Queda de árvores durante o verão é 81% maior do que em outros períodos
Para o botânico Ricardo Cardim número expressa descaso da prefeitura com a manutenção do patrimônio verde
É fevereiro, e a fórmula para o clima na capital é certa: termômetros beirando os 30 graus e muita chuva. O resultado da equação não é novidade: enchentes, congestionamentos, falta de luz e o aumento da queda de árvores. É durante os meses mais quentes (e chuvosos) do ano que o patrimônio verde tem suas maiores baixas. No ano passado, em janeiro, fevereiro e março, houve 3 208 quedas, contra 1 770 no total dos outros nove meses do ano — ou 81% a mais. E é assim ano após ano. Em 2018, foram 811 em janeiro, e em meses como julho, 87. Mas a culpa é só das águas? “A principal causa é a falta histórica de manutenção da arborização urbana”, afirma o botânico Ricardo Cardim.

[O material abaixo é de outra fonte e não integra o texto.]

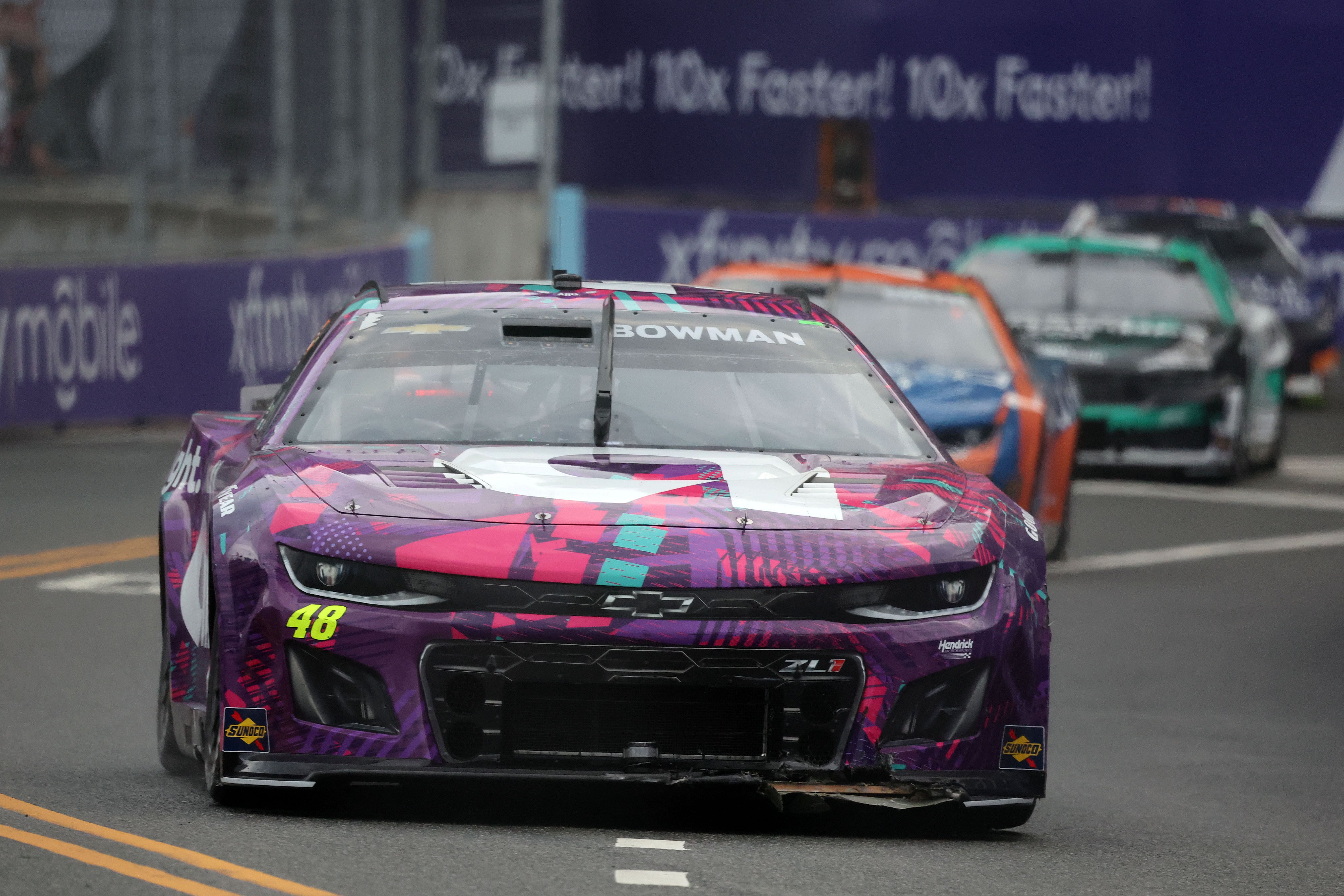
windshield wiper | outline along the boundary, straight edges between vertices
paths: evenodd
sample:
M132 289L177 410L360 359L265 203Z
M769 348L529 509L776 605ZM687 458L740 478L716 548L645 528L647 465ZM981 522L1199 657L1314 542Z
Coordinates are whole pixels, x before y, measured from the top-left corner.
M602 344L597 360L597 400L593 403L593 445L606 447L612 431L612 340L616 330L616 300L610 293L602 305Z

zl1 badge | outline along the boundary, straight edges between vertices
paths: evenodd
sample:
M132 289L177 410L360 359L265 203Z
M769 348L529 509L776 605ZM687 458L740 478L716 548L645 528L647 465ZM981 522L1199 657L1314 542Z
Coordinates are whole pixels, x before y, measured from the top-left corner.
M1004 725L999 767L1046 771L1046 729L1039 725Z
M270 752L265 709L224 708L223 752Z

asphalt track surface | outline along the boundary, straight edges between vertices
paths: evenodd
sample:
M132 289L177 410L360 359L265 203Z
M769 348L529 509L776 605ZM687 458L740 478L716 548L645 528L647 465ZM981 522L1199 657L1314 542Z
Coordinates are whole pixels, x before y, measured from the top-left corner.
M1271 500L1288 506L1090 480L1073 562L1344 529L1344 510L1290 497L1344 504L1344 407L1297 411L1292 427L1292 474L1232 492L1289 493ZM1050 795L1015 832L958 837L910 811L778 815L745 795L621 787L360 787L222 809L155 759L159 618L142 584L153 560L52 572L69 557L42 553L153 535L175 450L161 438L0 443L7 896L680 892L618 883L632 870L800 896L1344 892L1344 547L1289 537L1270 552L1052 570ZM116 551L134 555L128 544ZM241 868L202 868L173 848Z

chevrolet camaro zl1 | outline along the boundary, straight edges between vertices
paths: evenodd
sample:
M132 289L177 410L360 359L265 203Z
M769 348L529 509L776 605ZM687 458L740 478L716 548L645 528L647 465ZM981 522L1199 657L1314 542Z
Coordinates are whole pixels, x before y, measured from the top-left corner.
M220 801L1044 795L1039 527L805 298L370 283L262 412L192 418L161 539L159 752Z

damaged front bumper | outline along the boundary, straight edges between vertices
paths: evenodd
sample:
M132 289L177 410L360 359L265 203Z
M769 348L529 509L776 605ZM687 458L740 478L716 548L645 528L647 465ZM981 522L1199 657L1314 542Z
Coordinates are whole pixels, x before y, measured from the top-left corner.
M1046 795L1044 775L1013 771L894 772L879 783L836 782L832 776L786 780L773 772L739 770L626 768L472 768L445 767L418 759L367 759L284 754L245 754L223 779L230 786L288 787L415 785L430 780L512 780L547 783L661 785L677 789L735 787L759 793L777 809L794 797L919 809L945 802L968 807L1027 805Z

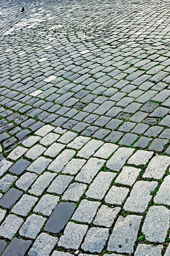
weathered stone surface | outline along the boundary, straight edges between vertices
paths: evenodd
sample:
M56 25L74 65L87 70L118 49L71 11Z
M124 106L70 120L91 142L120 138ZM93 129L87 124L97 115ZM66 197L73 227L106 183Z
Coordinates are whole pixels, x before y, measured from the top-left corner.
M115 180L116 183L132 186L138 177L141 169L131 166L124 166Z
M153 199L155 204L170 204L170 175L166 177Z
M86 196L102 199L116 175L110 172L100 172L85 193Z
M29 193L37 196L40 195L56 175L55 173L45 172L38 177L35 183L31 186Z
M123 166L127 159L132 154L134 149L119 148L106 163L106 167L111 170L118 172Z
M158 185L158 183L156 181L137 181L125 203L124 209L127 211L143 213L152 198L150 192Z
M80 222L91 223L100 204L99 202L82 200L71 218Z
M23 222L21 218L9 214L0 227L0 236L11 240Z
M170 157L166 156L156 156L151 159L144 174L144 178L161 179L170 165Z
M21 174L30 164L30 162L27 160L22 159L20 159L9 169L9 172L15 174Z
M46 219L42 216L32 214L29 216L19 231L20 236L35 239Z
M151 244L138 244L135 253L135 256L161 256L161 251L163 248L162 245L154 246ZM166 255L165 254L165 256Z
M112 186L105 198L105 201L111 204L121 205L127 197L129 189L127 188Z
M41 198L38 204L34 209L33 211L49 216L59 199L58 196L52 195L45 195Z
M97 226L110 227L120 209L119 207L110 208L103 205L97 212L94 224Z
M62 172L71 175L76 174L84 166L85 162L85 159L73 158L68 163L62 170Z
M0 162L0 176L2 176L12 165L13 163L6 159Z
M71 217L75 208L75 204L74 203L60 203L48 220L44 227L44 230L52 233L60 233Z
M169 227L170 218L170 211L164 206L150 207L142 228L146 239L150 242L164 242Z
M59 175L52 182L47 189L47 191L51 193L62 194L65 190L73 179L72 176L67 175Z
M86 225L68 222L58 245L67 249L78 249L88 229L88 226Z
M3 252L2 256L24 256L31 242L31 240L14 237Z
M48 169L59 172L63 169L76 151L72 149L65 149L49 166Z
M47 168L51 162L51 159L40 157L28 167L27 170L40 174Z
M96 140L92 140L88 142L77 154L77 157L82 158L88 159L92 155L100 146L103 145L103 142Z
M82 248L85 251L100 253L109 235L108 228L91 227L88 231Z
M142 218L136 215L119 217L109 240L108 250L132 253Z
M129 158L128 163L135 164L136 166L145 165L151 158L153 154L153 152L138 150Z
M76 180L90 183L105 162L102 159L91 157L76 177Z
M23 192L14 188L10 189L0 199L0 205L11 209L15 202L23 195Z
M14 206L11 212L21 216L27 216L37 200L37 197L24 195Z
M86 187L87 185L85 184L78 182L72 183L65 192L62 200L78 202L83 195Z
M29 256L48 256L58 241L57 237L41 233L30 250Z

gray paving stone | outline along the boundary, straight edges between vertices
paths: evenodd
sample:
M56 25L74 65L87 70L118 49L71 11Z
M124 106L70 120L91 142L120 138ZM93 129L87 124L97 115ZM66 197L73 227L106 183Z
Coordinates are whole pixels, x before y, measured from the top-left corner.
M56 206L60 198L52 195L44 195L34 209L33 212L49 216Z
M0 180L0 189L3 192L6 192L17 179L16 176L6 174Z
M2 239L0 240L0 253L2 253L6 246L6 242Z
M170 175L167 175L164 180L159 188L159 190L153 199L155 204L170 204L170 191L169 188Z
M37 196L40 195L56 175L55 173L45 172L38 177L31 186L28 191L29 193Z
M105 162L102 159L91 157L82 167L80 172L76 177L75 180L85 183L90 183Z
M107 159L113 153L118 146L110 143L105 143L94 154L94 156Z
M28 167L27 170L40 174L47 168L52 161L51 159L40 157Z
M156 151L162 151L164 146L166 145L169 141L168 140L164 139L154 139L149 147L148 149L155 150Z
M26 241L22 239L17 239L16 237L14 237L5 250L2 256L24 256L31 242L31 240Z
M41 139L40 141L40 143L44 146L48 146L56 141L59 137L60 135L58 134L50 132Z
M54 127L50 125L44 125L42 127L41 127L40 129L37 131L35 134L41 137L44 137L48 133L51 131L53 130L54 130Z
M71 148L79 149L90 140L90 138L78 136L75 138L73 141L68 144L67 146Z
M139 175L141 169L131 166L123 167L120 174L115 180L115 182L124 185L133 186Z
M72 149L65 149L53 161L48 167L48 169L55 172L61 172L75 154Z
M145 150L137 150L128 161L128 163L135 164L136 166L147 163L151 158L153 152Z
M152 206L146 215L142 228L150 241L163 243L170 225L170 210L164 206Z
M86 192L86 196L102 199L115 176L115 173L110 172L99 172Z
M136 134L128 133L125 134L120 140L119 144L129 146L132 144L138 137Z
M0 199L0 205L8 209L12 207L15 202L23 194L14 188L10 189Z
M108 238L109 230L102 227L91 227L88 231L82 248L85 251L100 253Z
M151 159L142 177L160 180L162 178L170 165L169 157L156 156Z
M85 184L77 182L72 183L65 192L62 200L78 202L83 195L86 187L87 185Z
M59 246L78 250L88 229L86 225L68 222L58 243Z
M19 230L20 236L35 239L46 219L42 216L32 214L29 216Z
M41 233L37 238L28 252L29 256L49 256L58 241L46 233Z
M135 253L135 256L161 256L161 252L163 248L162 245L154 246L152 244L138 244Z
M127 188L112 186L105 198L105 201L110 204L121 205L129 192Z
M134 149L127 148L119 148L108 161L106 167L118 172L124 166L126 160L133 154Z
M71 175L76 174L84 165L85 162L84 159L73 158L68 163L62 172Z
M44 153L45 156L54 157L65 147L65 145L60 143L53 143Z
M0 221L1 222L5 218L6 212L6 210L3 210L0 208Z
M103 142L96 140L91 140L77 154L77 157L88 159L93 154L96 150L103 145Z
M132 253L142 218L136 215L119 217L110 237L108 250Z
M90 224L92 221L100 204L99 202L82 200L71 218L80 222Z
M67 175L59 175L52 182L47 191L51 193L62 194L73 180L72 176Z
M149 142L152 140L152 139L150 138L147 138L144 136L142 136L139 138L137 141L133 145L134 147L139 147L145 148L148 144Z
M12 173L20 175L25 171L31 163L25 159L20 159L9 169L9 172Z
M0 227L0 235L11 240L23 222L21 218L9 214Z
M110 227L121 208L119 207L110 208L107 205L103 205L97 212L93 223L97 226L102 226ZM105 217L103 218L103 216Z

Segundo ele, as chuvas apenas põem à prova a falta de cuidado da prefeitura com o verde. “São três os principais problemas”, explica. Um deles: “Projetos que enchem a área ao redor do tronco de concreto, o que leva ao estrangulamento da raiz e posterior queda”. Fenômeno observável em qualquer bairro, ainda mais quando chove e o tal quadradinho encharca, apodrecendo a base. Outro ponto, de acordo com Cardim, é o desconhecimento da prefeitura das espécies que habitam as vias. “Temos árvores plantadas pela população que são de madeira frágil, compradas em supermercado.” Mas a vilã número 1, segundo ele, é a poda dos grandes galhos das árvores. A medida virou regra e muitas vezes não é a melhor solução. “A cicatrização da parte que restou é dificultada, ela acaba conta- minada por fungos e adoece.”
A situação, para o botânico, deve se agravar com a atualização da lei que regula a poda na cidade, aprovada em janeiro. Agora os paulistanos podem contratar uma empresa para o corte. Um técnico particular faz um laudo sobre a situação da árvore e, mediante aprovação da prefeitura, o aval para o serviço é dado. “Acho um equívoco. A arborização é essencial para a saúde do cidadão, então os cuidados não teriam de ser liberados para terceiros. Quem deve tomar conta é o poder público. Meu receio é que isso agilize as podas desnecessárias, supérfluas, e gere uma indústria da poda.”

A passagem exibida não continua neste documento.